Object detection is an easy task for humans. Children can start identifying typical objects, but teaching them to use the computer has been a challenging task for the past few years [1]. It identifies and localizes each instance of an object (like street signs, cars, persons, etc.,) within the field of view. Object detection aims at identifying the object in the images [2]. Object detection intends to identify each sample of the predefined classes and deliver its coarse localization in images by axis-aligned boxes [3]. It is seen as a supervised learning issue. Modern object detection methods have access to large labelled images for training and were assessed on different canonical benchmarks. Likewise, other tasks like motion prediction, classification, scene understanding, segmentation, etc. [4]. Were the basic issues in computer vision. Initial object detection techniques were constructed as an ensemble of handcrafted feature extractors like Histogram of Oriented Gradients (HOG), Viola-Jones detector, etc. Such techniques are inaccurate, slow, and poorly performed on unknown datasets [5].
Conversely, pollution relevant to solid waste mismanagement becomes a global concern [6]. In the past, the enormous production of disposable goods has led to a significant rise in waste; the European household waste report stated that 5.2 tonnes of waste are produced per inhabitant [7]. Also, by the year 2050, the World Bank predicts that it may exceed 3 billion tons per annum. These principles detail that various kinds of litter were dispersed freely in environments. Plastic waste is a main concern since it presents long-term environmental harm [8]. To prevent environmental pollution and, consequently, protect wild organisms and human life, immediate measures are necessary to enable wise segregation and collection of garbage. Machine learning (ML) is one way to support waste sorting [9]. Recently ML-related systems that can support sorting processes have been applied, hastening this procedure a result. After the success of implementing deep convolutional neural networks (DCNN) for image classification, object detection reached significant progress depending on deep learning (DL) methods [10]. The new DL-based techniques outperformed the conventional detection techniques by huge margins. Deep CNN is a biologically inspired structure for calculating hierarchical features.

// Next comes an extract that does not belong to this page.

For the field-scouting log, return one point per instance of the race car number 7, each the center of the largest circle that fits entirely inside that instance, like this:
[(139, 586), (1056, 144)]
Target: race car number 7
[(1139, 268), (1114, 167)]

This study designs an Entropy-based Feature Fusion using Deep Learning for Waste Object Detection and Classification (EFFDL-WODC) model. In the presented EFFDL-WODC system, two major procedures can be involved, such as waste object detection and waste object classification. For object detection, the EFFDL-WODC technique uses a YOLOv7 object detector with a fusion-based backbone network. In addition, entropy feature fusion-based models such as VGG-16, SqueezeNet, and NASNet models are used. Finally, the EFFDL-WODC technique uses a graph convolutional network (GCN) model executed for the classification of detected waste objects. The performance validation of the EFFDL-WODC algorithm was validated on the benchmark dataset.

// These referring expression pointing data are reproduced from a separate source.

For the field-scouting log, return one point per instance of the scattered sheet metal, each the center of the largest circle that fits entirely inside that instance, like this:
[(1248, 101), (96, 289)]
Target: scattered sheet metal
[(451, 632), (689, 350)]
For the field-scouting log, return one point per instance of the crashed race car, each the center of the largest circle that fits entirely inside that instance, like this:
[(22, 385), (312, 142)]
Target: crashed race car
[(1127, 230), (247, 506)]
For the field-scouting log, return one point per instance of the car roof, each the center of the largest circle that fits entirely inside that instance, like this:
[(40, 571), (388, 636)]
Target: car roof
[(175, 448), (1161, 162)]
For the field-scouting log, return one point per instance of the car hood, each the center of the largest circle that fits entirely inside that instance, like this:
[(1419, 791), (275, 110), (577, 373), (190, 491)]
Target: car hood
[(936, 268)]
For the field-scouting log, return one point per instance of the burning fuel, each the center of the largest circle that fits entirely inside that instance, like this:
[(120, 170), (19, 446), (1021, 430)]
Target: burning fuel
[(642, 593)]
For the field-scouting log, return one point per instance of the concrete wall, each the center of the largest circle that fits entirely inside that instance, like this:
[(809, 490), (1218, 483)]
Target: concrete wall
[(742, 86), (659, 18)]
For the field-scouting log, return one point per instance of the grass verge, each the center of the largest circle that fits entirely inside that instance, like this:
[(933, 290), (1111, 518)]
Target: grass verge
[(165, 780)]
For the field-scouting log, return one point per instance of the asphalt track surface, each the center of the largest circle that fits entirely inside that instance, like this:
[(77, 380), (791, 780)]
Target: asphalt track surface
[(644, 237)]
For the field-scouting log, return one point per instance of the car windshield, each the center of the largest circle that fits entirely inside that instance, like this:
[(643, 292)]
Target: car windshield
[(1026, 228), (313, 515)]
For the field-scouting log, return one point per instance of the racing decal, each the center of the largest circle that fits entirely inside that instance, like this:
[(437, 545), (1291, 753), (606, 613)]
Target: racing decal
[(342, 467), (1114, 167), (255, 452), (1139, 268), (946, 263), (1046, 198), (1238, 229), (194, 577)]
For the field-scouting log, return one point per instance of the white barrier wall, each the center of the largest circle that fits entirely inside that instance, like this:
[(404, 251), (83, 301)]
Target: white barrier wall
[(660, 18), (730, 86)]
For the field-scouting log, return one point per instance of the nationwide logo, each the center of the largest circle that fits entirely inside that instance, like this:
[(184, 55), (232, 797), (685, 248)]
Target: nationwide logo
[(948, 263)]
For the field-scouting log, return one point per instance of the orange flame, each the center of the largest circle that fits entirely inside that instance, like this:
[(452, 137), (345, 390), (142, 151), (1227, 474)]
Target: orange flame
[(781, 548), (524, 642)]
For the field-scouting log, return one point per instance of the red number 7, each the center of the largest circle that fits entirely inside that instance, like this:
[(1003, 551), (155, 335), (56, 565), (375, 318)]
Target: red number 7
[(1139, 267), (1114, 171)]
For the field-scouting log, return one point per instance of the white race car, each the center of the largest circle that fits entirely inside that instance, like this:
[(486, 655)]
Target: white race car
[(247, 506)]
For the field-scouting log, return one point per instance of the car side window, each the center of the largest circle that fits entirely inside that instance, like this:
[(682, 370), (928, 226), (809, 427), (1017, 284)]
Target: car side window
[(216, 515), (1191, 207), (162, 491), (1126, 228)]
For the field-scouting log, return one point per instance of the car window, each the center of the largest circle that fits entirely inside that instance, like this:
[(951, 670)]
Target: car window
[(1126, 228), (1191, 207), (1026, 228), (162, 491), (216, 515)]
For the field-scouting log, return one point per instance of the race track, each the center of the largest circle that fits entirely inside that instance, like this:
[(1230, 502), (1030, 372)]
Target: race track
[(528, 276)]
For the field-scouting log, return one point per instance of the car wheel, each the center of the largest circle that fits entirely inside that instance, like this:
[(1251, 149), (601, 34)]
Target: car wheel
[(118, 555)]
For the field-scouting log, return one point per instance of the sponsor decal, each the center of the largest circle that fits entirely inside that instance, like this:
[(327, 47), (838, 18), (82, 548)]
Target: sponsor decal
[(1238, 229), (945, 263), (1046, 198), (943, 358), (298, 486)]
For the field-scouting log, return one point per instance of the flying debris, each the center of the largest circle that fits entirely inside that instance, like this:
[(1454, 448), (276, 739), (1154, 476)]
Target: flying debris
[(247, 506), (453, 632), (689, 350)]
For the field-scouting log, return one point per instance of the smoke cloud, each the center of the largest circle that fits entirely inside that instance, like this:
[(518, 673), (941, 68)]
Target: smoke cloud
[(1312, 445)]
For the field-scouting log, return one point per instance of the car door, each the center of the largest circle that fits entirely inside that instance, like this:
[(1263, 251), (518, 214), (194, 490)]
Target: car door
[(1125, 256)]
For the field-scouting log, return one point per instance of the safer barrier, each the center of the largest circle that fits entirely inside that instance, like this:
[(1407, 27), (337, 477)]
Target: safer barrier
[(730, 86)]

Majchrowska et al. [11] introduced an innovative benchmark dataset to classify waste and detect waste were merged collections from the aforementioned open-source dataset with unified annotations that cover almost every waste category: non-recyclable, bio, plastic and metal, other, glass, paper, and unknown. Eventually, presented a 2-stage detector for classification and litter localization. To categorize the detected waste into 7 categories, EfficientDet-D2 was utilized for localizing EfficientNet-B2 and litter. In [12], a smart waste management system was developed using TensorFlow and LoRa communication protocol-related DL method. This object detection technique was trained with waste images to make frozen inference graphs utilized for detecting an object that is done using cameras. Rahman et al. [13] introduced a method that presents an astute way to sort indigestible and digestible waste utilizing a CNN, a common DL paradigm.

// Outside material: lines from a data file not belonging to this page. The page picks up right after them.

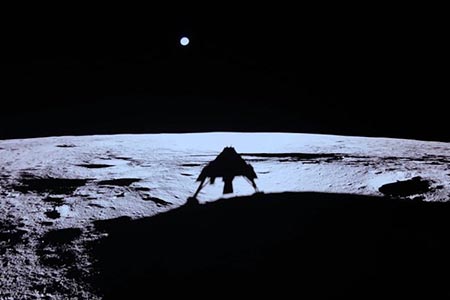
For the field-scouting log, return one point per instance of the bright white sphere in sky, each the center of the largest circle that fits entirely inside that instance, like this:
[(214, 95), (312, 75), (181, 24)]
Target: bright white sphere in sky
[(184, 41)]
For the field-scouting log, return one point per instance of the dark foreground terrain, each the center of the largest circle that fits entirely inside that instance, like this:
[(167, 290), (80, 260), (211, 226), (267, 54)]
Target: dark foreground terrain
[(312, 245)]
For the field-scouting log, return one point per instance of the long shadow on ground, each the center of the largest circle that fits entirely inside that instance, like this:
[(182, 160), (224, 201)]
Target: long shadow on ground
[(315, 245)]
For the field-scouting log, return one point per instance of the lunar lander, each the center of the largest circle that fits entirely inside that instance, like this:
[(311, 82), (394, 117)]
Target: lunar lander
[(228, 164)]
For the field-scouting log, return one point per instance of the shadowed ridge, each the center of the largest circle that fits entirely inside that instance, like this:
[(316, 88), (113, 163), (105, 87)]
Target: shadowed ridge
[(304, 244)]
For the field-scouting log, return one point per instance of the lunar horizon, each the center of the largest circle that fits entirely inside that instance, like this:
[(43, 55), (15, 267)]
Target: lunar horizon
[(67, 185)]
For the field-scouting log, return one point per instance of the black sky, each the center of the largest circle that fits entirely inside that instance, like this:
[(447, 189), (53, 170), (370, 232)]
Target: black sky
[(323, 70)]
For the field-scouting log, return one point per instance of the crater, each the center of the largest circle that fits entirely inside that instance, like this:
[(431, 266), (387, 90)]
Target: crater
[(119, 181), (409, 187), (30, 183), (95, 166), (157, 201)]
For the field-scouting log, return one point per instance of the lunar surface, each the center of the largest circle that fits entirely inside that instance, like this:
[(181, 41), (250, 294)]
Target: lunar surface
[(53, 190)]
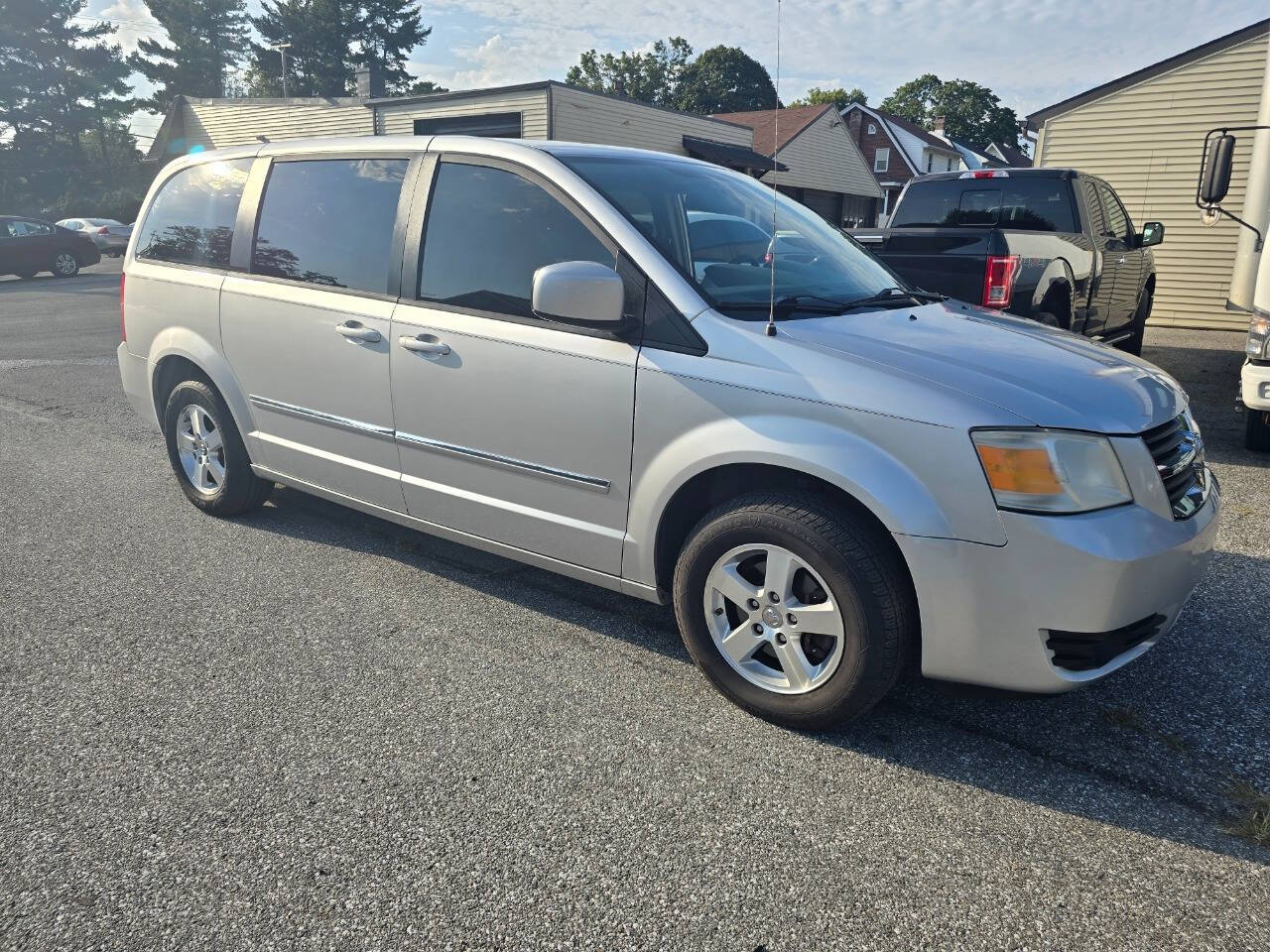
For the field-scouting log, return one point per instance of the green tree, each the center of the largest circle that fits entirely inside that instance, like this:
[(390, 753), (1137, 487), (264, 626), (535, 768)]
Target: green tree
[(320, 58), (64, 102), (971, 113), (206, 40), (423, 87), (839, 96), (724, 79), (386, 33), (651, 76)]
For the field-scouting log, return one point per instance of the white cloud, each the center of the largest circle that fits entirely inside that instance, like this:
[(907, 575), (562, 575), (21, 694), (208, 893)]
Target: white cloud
[(1030, 53)]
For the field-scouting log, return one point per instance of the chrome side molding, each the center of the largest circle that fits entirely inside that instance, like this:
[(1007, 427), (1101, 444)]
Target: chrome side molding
[(574, 479), (318, 416)]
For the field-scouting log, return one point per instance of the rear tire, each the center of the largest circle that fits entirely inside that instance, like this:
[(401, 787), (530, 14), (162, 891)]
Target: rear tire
[(853, 613), (64, 264), (1256, 430), (1132, 344), (207, 453)]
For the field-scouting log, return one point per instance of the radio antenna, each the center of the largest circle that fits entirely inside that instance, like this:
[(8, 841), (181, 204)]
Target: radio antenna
[(776, 141)]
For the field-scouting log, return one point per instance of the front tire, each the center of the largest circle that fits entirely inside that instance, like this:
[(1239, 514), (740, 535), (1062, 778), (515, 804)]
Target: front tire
[(207, 453), (1256, 430), (64, 264), (1132, 344), (795, 610)]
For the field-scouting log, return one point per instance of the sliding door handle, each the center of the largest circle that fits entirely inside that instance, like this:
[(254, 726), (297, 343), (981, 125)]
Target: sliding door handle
[(356, 330), (425, 344)]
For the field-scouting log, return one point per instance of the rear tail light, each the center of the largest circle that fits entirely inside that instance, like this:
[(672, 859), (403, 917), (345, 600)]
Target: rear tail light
[(998, 280)]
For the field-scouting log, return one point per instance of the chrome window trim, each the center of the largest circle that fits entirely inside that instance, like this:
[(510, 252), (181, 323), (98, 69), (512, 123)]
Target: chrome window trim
[(574, 479), (318, 416)]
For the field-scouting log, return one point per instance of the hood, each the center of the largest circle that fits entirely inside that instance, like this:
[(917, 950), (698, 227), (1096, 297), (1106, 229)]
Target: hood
[(1044, 375)]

In [14], devised ABRM-MGWODL approach targets to efficiently categorize and identify the waste materials to allow effective biomass recycling. The projected system follows 2 major procedures it can be waste object classification and waste object detection. The YOLOv4 approach was utilized in this study for the waste object detection and recognition procedure. Then, to classify recognized waste materials, the GCN approach was utilized. Lastly, with the modified grey wolf optimization approach, hyperparameter tuning of the GCN method was executed effectually, thereby enhancing the method’s classifier outcome. Melinte et al. [15] presented a study to enrich the performance of CNN object detectors used to identify municipal wastes. To gain a precise and fast CNN structure, many kinds of Regional Proposal Networks (RPN) and Single Shot Detectors (SSD) were fine-tuned on the TrashNet database.
Niu et al. [16] modelled an innovative DL technique for solid waste mapping in higher resolution images. By incorporating a Swin-Transformer and a multi-scale dilated CNN, both global and local features have been aggregated. Reference [17] introduced a custom-built test rig to simulate real waste-gathered trucks that might be utilized to build the datasets and test different sensors. For the classifier task, CNNs were trained to 100% achieve accuracy.
In this article, we have presented a novel EFFDL-WODC technique for accurate and automated detection and classification of waste objects. The projected EFFDL-WODC technique inherits the concepts of feature fusion and DL approaches for the effectual recognition and classification of various kinds of waste objects. In the projected EFFDL-WODC system, two major procedures can be contained, such as YOLOv7-based waste object detection and GCN-based waste object classification. Fig. 1 illustrates the workflow of the EFFDL-WODC system.
3.1 Object Detector: YOLO-v7 Model
In the presented EFFDL-WODC technique, the YOLO-v7 object detector is used in this study. YOLOv7 recommends a re-parameterized convolution that contained concatenation or residual connections [18]; its RepConv could not take the same connection. RepConvN, which does not have any identity connections, serves as a proper replacement for it under this condition. Within the single convolution layer, RepConv exploits a fusion of identity connections, 3 × 3, and 1 × 1 convolutions. To design the structure of re-parameterized convolutional, the author applied RepConv without identity connections (RepConvN) after carrying out the study on the fusion of RepConv with several structures and the resultant efficiency of individual combinations. Based on the outcomes of the research work, it must not be some identity connection if the convolution layer, which comprises residual or concatenation, can be exchanged by re-parameterized convolutional. According to the structural diagram, the YOLOv7 network can be broken down into 3 various elements such as input, backbone, and head networks. The length and width of the mapping feature can be continually cut in half by Conv, BatchNorm and a SiLU (CBS) composite element, the efficient layer aggregation network (ELAN), and MP elements. Simultaneously, the count of output channels can be increased, equivalent to twice the count of input channels. The CBS combined element applied the convolutional + BN + activation function on the input mapping feature. It is proposed that utilize the ELAN element. At last, the output in the ELAN element takes twice as several channels as input. Afterwards, in the 1st convolutional, the breadth and length of the mapping feature can be cut in half by the lower branch, but the kernel size and stride can be improved by 1 and 2, correspondingly. The 2 levels of trees can be combined as one.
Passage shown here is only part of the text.